While average monthly health plan premiums have increased 15% since 2010, to $870, new data from ADP show the rate of increase is slowing down. After a sharp increase of 6.9% from 2010 to 2011, the rate of increase was just 1.7% between 2013 and 2014.

Employer share of contributions to health premiums, meanwhile, declined slightly for all groups from 2010 to 2014, regardless of age or number of dependents. The largest decrease was 1.5% for those with dependents. For those with no dependents, the decrease was 1.0%. Employer contribution decreased across all age groups according to the report's findings.

Other findings from the 2014 ADP Annual Health Benefits Report include:

  • Between 2010 and 2014, the percentage of full-time employees who were eligible for employer-provided health benefits remained relatively steady at an average of 90%.
  • The overall percentage of those participating in health benefits also remained relatively constant at an average of 68%. However, the averages do not reflect the marked variances among specific age groups, where participation rose among baby boomers as they continue to work into their later years, and participation declined among younger employees.
  • 73% of employees aged 50-59 eligible to participate in their health plan did so.

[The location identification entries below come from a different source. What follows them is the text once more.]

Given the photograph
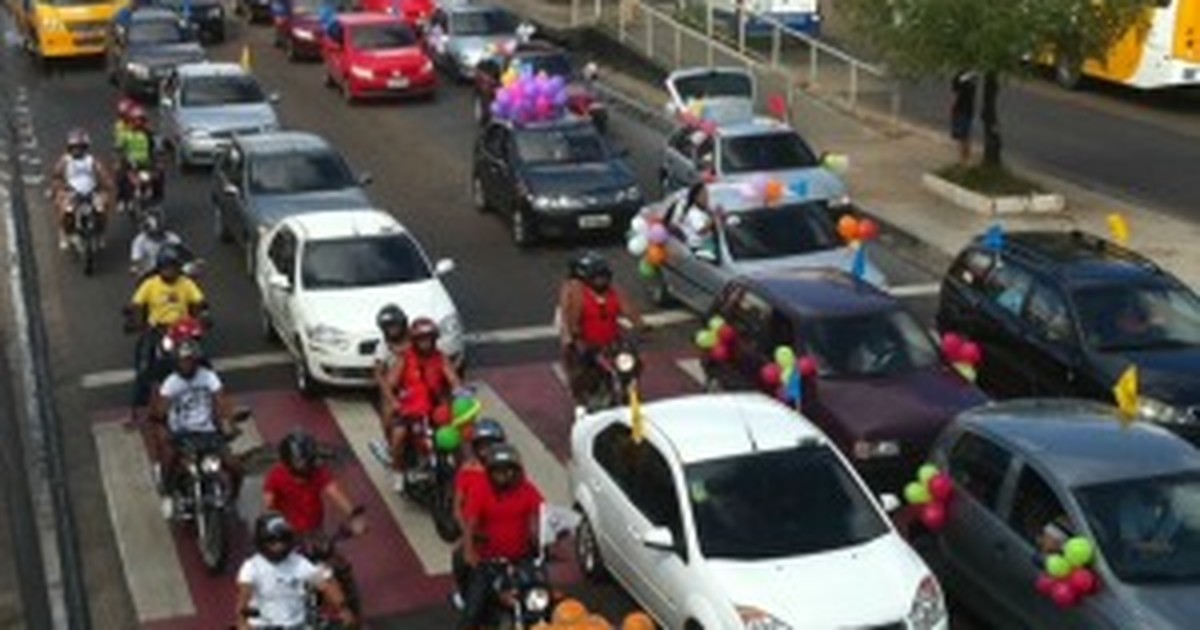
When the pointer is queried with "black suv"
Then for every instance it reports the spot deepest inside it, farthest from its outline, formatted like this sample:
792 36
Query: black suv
1067 313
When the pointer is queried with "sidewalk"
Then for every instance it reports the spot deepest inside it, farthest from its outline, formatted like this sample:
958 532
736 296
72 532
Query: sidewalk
886 172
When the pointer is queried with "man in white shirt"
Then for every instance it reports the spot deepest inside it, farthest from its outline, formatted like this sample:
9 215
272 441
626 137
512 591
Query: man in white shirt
274 585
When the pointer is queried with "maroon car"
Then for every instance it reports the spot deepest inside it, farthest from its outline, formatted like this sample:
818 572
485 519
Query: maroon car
539 57
881 390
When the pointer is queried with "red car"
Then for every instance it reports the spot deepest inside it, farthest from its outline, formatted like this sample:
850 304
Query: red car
376 54
415 12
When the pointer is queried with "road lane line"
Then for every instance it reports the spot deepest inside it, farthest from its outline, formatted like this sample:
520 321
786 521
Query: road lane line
153 570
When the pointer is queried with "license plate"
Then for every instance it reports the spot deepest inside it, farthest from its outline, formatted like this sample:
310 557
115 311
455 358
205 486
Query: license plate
595 221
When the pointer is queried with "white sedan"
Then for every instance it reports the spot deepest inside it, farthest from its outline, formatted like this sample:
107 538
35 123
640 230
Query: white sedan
735 511
324 276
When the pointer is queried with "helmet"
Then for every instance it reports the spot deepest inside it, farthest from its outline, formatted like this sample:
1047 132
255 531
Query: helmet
271 529
298 451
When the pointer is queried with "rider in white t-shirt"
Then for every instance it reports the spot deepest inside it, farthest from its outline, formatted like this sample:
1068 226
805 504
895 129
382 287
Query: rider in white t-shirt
274 585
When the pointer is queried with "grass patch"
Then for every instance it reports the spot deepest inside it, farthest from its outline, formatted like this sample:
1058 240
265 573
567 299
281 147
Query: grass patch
988 180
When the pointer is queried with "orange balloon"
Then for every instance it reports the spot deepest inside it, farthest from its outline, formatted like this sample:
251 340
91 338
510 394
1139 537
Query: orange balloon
655 255
847 228
637 621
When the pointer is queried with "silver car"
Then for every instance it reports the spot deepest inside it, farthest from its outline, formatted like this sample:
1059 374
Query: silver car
742 234
462 35
1030 475
205 105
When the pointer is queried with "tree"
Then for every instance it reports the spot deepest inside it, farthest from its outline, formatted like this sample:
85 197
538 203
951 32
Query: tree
995 37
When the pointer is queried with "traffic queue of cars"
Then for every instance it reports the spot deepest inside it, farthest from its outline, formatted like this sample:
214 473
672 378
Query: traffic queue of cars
735 510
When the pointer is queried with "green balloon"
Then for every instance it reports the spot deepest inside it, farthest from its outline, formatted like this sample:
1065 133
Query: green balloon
1057 565
927 472
1079 551
917 493
785 357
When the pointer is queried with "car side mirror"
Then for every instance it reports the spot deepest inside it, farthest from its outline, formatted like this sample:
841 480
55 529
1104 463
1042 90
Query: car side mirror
659 539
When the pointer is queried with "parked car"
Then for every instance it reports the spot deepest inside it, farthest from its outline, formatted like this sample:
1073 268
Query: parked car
1029 475
376 54
1067 313
298 25
462 35
265 178
553 179
735 511
539 57
747 235
205 105
882 389
323 276
205 17
145 52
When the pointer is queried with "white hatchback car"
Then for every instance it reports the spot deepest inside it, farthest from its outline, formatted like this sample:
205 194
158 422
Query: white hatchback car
735 511
324 276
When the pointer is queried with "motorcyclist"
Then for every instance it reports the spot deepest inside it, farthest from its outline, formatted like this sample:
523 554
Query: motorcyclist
78 172
592 317
274 583
499 526
191 400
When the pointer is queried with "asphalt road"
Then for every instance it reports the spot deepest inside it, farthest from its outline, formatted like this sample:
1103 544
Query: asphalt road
419 155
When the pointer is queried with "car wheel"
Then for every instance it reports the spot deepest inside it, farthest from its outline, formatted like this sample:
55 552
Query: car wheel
587 551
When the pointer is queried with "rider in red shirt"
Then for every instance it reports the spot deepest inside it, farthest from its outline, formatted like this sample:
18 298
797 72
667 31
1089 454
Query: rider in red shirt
297 486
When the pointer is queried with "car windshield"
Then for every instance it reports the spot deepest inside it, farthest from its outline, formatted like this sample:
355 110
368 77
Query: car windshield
1138 317
474 23
741 514
765 151
363 262
299 172
1147 529
382 36
156 31
214 91
869 345
778 232
561 145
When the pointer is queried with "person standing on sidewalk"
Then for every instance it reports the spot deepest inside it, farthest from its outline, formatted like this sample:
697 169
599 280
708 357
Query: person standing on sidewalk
965 84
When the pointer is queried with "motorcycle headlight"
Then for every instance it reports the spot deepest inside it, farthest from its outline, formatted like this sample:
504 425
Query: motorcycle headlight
757 619
928 606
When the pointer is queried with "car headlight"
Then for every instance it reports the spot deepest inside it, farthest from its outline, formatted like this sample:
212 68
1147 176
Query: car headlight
1159 412
867 449
928 606
757 619
329 337
537 599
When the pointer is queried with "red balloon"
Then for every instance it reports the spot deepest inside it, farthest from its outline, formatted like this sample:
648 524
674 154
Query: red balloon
771 375
933 515
1063 594
1083 581
808 366
941 487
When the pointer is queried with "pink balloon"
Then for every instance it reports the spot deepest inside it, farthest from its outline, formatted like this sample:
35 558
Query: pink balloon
941 487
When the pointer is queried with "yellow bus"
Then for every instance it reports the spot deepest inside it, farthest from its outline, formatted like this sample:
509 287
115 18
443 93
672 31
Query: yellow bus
1161 52
64 28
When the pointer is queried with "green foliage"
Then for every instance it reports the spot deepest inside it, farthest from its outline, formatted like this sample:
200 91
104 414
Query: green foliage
937 37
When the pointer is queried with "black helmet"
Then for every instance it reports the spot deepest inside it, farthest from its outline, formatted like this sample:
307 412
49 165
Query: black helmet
298 451
270 531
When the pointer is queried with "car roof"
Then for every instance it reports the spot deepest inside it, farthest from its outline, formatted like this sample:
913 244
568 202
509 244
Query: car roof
712 426
1083 442
1078 257
281 142
816 292
343 225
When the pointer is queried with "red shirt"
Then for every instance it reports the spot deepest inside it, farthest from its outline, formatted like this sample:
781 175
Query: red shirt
504 521
299 499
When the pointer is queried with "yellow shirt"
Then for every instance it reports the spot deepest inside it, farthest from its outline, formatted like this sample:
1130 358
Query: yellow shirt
167 304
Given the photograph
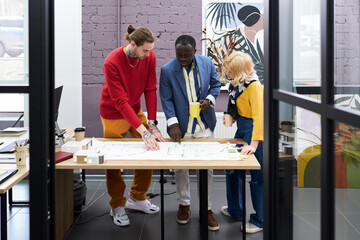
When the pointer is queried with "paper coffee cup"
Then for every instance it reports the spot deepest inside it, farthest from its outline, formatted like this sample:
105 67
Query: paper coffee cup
194 109
79 134
20 155
228 120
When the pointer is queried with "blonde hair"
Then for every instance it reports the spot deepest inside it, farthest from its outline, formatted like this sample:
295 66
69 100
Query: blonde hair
139 35
241 66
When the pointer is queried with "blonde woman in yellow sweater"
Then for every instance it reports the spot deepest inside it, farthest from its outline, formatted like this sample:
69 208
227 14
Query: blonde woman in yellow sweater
246 106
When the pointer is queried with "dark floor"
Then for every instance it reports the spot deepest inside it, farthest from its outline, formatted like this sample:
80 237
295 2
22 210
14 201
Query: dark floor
95 220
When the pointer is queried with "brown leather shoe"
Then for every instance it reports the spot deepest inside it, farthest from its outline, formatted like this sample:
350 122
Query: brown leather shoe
213 225
183 214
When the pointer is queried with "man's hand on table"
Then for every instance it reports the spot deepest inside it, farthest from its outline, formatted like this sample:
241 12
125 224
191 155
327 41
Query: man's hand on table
150 141
175 133
250 149
154 130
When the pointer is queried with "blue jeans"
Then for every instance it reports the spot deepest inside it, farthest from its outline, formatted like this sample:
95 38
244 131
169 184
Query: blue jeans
234 180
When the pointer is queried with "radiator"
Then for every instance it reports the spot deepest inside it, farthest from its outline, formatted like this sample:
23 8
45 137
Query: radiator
220 130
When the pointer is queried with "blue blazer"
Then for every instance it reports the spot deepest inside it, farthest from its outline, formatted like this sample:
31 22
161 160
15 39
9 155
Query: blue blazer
173 93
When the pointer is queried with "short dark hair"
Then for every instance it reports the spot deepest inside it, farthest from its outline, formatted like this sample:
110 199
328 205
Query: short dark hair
185 40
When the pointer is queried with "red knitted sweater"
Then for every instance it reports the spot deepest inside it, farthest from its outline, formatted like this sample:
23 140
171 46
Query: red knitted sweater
124 85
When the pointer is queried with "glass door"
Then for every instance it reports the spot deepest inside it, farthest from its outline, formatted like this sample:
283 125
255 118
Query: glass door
312 120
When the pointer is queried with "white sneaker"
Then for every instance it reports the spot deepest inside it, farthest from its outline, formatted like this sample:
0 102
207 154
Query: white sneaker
120 217
251 228
224 211
143 206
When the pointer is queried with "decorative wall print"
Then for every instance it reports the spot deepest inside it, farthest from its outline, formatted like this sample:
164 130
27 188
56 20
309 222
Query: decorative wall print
235 26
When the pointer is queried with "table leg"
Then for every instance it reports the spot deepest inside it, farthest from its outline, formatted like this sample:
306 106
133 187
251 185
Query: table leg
162 204
3 216
244 204
203 204
12 202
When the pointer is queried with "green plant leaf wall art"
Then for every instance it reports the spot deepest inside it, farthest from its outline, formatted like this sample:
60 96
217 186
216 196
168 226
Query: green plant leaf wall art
235 22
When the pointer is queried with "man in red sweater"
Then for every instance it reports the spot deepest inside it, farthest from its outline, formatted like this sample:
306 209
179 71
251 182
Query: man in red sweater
129 72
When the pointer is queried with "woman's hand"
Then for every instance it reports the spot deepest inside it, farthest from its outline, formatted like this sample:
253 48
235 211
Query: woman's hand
204 105
250 149
175 132
149 139
154 130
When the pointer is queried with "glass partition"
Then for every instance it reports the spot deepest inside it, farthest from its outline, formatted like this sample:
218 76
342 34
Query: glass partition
347 181
299 171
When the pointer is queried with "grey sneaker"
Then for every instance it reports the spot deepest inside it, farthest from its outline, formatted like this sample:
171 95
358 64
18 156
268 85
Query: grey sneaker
224 211
143 206
251 228
120 217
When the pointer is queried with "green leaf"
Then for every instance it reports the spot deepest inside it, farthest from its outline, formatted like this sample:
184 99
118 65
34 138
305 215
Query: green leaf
222 13
342 99
355 162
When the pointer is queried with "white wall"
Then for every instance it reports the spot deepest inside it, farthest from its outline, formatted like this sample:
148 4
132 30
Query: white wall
68 61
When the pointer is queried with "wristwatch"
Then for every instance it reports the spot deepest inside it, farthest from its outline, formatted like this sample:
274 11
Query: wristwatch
153 122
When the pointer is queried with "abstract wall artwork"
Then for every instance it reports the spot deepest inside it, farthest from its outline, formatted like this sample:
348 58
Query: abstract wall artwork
234 26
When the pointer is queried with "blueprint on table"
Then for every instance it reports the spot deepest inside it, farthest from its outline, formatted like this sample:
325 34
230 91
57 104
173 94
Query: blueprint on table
168 151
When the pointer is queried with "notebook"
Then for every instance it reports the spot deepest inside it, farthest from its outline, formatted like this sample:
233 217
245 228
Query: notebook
6 173
62 156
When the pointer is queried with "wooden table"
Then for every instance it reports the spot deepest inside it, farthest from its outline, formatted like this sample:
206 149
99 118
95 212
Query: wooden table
202 165
6 186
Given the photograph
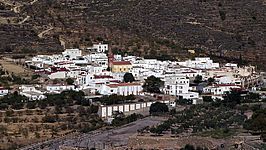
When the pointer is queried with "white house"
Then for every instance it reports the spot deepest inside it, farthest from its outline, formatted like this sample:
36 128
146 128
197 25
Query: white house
100 48
72 53
121 89
58 75
178 85
3 91
220 89
31 92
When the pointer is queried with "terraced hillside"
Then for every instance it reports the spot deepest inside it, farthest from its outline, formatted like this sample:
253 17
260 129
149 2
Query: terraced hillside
219 27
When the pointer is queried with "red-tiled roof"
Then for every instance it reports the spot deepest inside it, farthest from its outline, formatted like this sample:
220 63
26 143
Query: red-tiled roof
102 76
123 84
121 63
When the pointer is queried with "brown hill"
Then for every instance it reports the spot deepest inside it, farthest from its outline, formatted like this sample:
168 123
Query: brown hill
148 27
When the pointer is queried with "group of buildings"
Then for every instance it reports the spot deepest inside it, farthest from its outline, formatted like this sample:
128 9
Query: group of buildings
101 72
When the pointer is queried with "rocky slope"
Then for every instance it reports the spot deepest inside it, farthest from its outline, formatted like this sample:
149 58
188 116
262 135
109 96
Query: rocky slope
218 27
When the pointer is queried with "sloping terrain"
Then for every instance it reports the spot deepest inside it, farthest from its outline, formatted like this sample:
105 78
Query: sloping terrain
218 27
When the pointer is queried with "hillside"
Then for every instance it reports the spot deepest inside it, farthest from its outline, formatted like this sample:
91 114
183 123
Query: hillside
160 28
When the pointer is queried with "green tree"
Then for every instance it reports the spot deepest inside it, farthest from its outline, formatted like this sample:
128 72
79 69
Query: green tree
158 108
232 98
128 77
153 84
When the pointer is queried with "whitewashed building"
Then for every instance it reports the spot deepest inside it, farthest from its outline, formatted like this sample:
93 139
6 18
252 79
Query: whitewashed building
3 91
100 48
59 88
72 53
121 89
178 85
220 89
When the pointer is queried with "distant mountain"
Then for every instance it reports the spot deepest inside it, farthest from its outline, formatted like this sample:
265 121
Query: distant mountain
147 27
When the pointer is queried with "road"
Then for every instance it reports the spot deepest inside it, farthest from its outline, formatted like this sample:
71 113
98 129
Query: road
108 139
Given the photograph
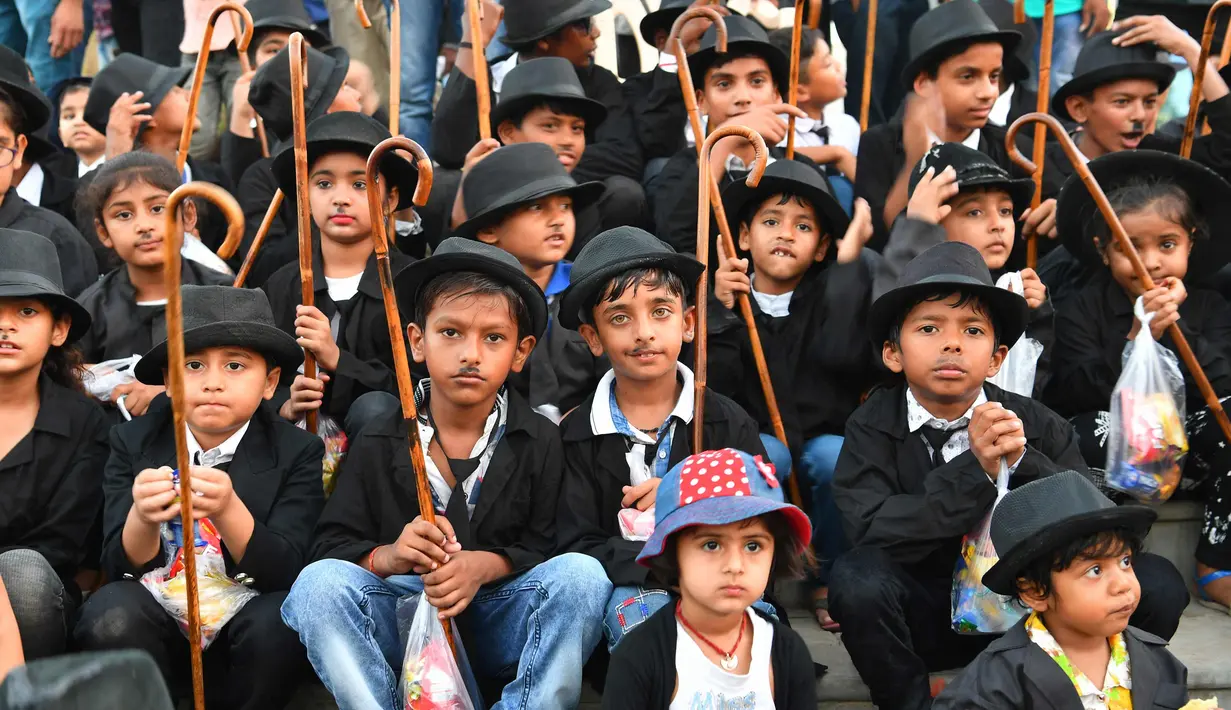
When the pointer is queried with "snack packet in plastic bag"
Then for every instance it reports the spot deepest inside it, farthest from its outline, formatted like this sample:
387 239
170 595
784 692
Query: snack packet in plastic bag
1146 441
976 609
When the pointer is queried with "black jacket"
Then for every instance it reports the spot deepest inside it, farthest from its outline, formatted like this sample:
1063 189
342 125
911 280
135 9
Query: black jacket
643 670
891 497
595 473
52 480
366 359
276 473
1093 327
117 327
819 356
78 265
515 517
1013 673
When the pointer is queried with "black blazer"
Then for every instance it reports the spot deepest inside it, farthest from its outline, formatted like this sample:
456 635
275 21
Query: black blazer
276 471
595 474
1016 674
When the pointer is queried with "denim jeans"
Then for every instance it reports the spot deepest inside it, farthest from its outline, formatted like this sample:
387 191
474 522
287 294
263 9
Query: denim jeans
537 628
25 26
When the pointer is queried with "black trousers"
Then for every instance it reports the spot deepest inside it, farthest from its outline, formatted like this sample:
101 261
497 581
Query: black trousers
896 626
255 662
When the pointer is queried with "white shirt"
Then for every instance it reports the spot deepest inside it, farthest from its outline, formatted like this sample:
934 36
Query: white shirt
702 683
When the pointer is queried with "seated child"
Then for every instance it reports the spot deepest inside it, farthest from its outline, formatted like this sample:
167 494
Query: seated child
256 484
522 199
53 446
127 197
529 620
1170 207
629 299
810 295
1061 539
720 548
918 466
346 327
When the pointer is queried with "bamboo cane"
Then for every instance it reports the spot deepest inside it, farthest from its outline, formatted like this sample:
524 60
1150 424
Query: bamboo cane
1125 244
298 117
704 183
171 246
198 74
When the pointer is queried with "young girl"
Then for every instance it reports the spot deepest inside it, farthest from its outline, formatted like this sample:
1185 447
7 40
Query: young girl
721 535
127 198
1168 220
53 444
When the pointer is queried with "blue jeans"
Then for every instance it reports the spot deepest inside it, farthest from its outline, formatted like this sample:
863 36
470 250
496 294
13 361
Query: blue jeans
537 628
25 26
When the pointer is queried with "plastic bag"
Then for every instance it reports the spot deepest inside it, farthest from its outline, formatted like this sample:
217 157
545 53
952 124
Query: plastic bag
219 597
1146 441
431 678
976 609
1017 373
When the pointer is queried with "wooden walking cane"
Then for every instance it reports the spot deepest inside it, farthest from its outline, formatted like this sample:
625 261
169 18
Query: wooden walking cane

In all groups 40 and older, participation was over 70% in 2014. In comparison, among employees under age 30, just over half participated in their employer's health benefits program in 2014. In this group the take rate declined 7.6% between 2010 and 2014.
  • In 2014, of the 20 states analyzed, New Jersey had the highest monthly premium, $999, and Georgia had the lowest, $807. New York had the largest percentage of employer contributions at 78%. In Georgia, Missouri and New York, average premiums actually declined in the past year.